The Abject Humiliation Award:
The nominees are:
Oscar being unable to convince anyone to stand in as host after a very public search
Sony crawling back to Marvel after their public split
AT&T letting Kevin Tsujihara go one week after renewing his contract
And The Anket goes to. . .Oscar failing to convince anyone to host!
The Nice Place to Work Award
To the Sony Exit List (incomplete) including Lauren Abrahams, Matt Milam, David Beaubaire, Tamara Hunter, Damon Wolfe, Jean Guerin, Dan Kagan, Eric Fineman, Aimee Rivera, and Brian Smiley.

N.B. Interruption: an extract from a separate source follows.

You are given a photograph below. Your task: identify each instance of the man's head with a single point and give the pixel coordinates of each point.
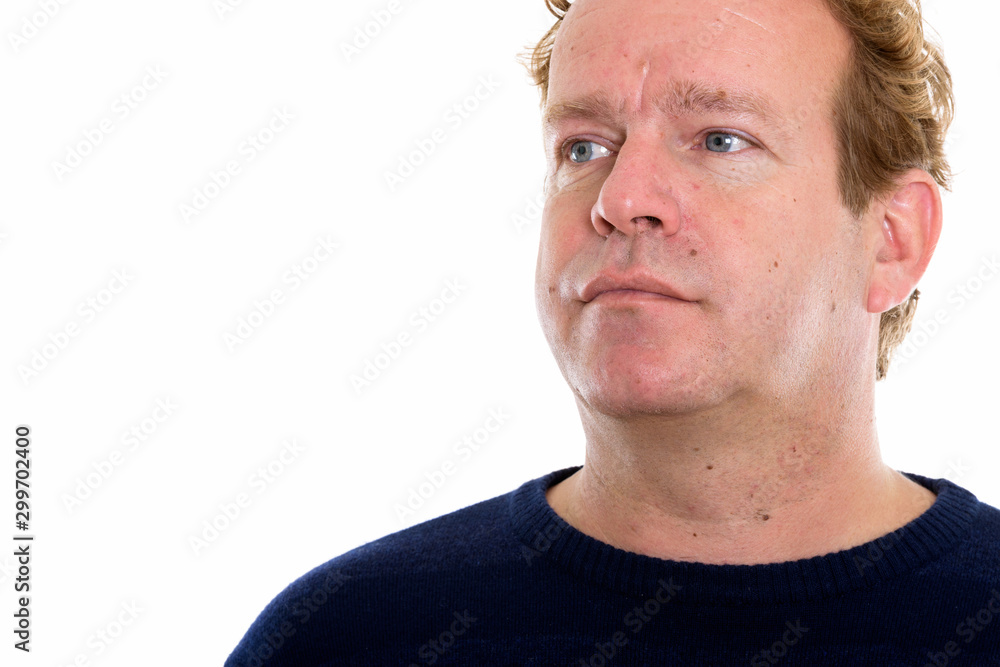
(774, 165)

The Hollywood Corpo-speak of the Year Award:
The nominees are:
"The spending was appropriate" – Netflix's Kelly Bennett when asked about Roma's Oscar budget at the Variety Marketing Summit
“Disney was kind of like about half of the content of what we have at half the price. We’re twice the content of what we currently have at the same price." Warner Media CEO John Stankey
“We are all better advocates for creativity when we work together. Both theatrical and home grew together And that’s good because we need to grow strongly together.” - Charles Rivkin on why his new stakeholder Netflix is no longer a threat to theatrical
And The Anket goes to. . . John Stankey!
Special Achievement in the Death of Media Primal Scream Award
To Helen Mirren's cry of "Fuck Netflix!" to the jubilation of an arena full of theater owners at CinemaCon, after hours of hearing the MPA's about-face on the threat of streaming competition
The Dumbest Media Narrative Award
The nominees are:
The Death of Comedy
The Death of Stars
And The Anket goes to. . .Sequelitis!
The Performative Boot-Licking of the Year Award
The nominees are….
“I tortured my friend, WARNER BROS MOTION PICTURE GROUP Chairman TOBY EMMERICH, for a screening. He set me up on the lot this week and let me escape for two hours. These are my friends. I want them to do well. But I'm always honest about my media thoughts. This film is a masterpiece." – Jason Hirschhorn
“Another friend I've met on the interwebs, this time via REDEF, is legendary television and film producer BRIAN GRAZER. He gives me a good run for my money on the most curious person in the world status. He reads this newsletter every day. Even told OPRAH that on her show. And so does his partner, Director RON HOWARD. Brian wrote a best-selling book on curiosity, "A CURIOUS MIND: THE SECRET TO A BIGGER LIFE," a few years back. Yesterday, he released his newest tome, "FACE TO FACE: THE ART OF HUMAN CONNECTION." Success in business. Success in life. Happiness. They have a common through-line. human connection. Especially, in the digital age where we interact more and more in less personal ways. Without eye contact. With less empathy. The more that happens, the more we lose what is essential. Brian is someone who has lunch with someone (mostly new) every day. He wants to learn. He wants to get out of his shell. He enjoys being uncomfortable. He enjoys learning. He craves that connection. As we all should.” - Jason Hirschhorn
"Moreover, it was not a coincidence that distributors Roadside Attractions and LD Entertainment wanted the film to play on this screen, which is sandwiched by two giant Oscars — stand-ins, perhaps, for the best supporting actress Oscar that Zellweger won for 2003's Cold Mountain and the best actress Oscar that she is poised to win for this film.” - Scott Feinberg
And The Anklet goes to. . .Yashar Ali!
The Profile in Hollywood Courage Award
To Steven Spielberg for crawling away from his harrumphs about Netflix's awards campaigns at the first sign of pushback
Adele Lim for turning her pay dispute over a polish on Crazy Rich Asians 2 into a racial issue, tarnishing the film and implying that the project an adaptation of a best-selling novel, was her personal story and property
The many grandees who assembled to kiss the Saudi Crown Prince’s ring when his human rights abuses were safely anonymous who quietly crept away after his more celebrated murder of a journalist
Everyone doing business in China who took pains to avoid the touchy topic of the Hong Kong crackdowns
And The Anket goes to…Everyone doing business in China!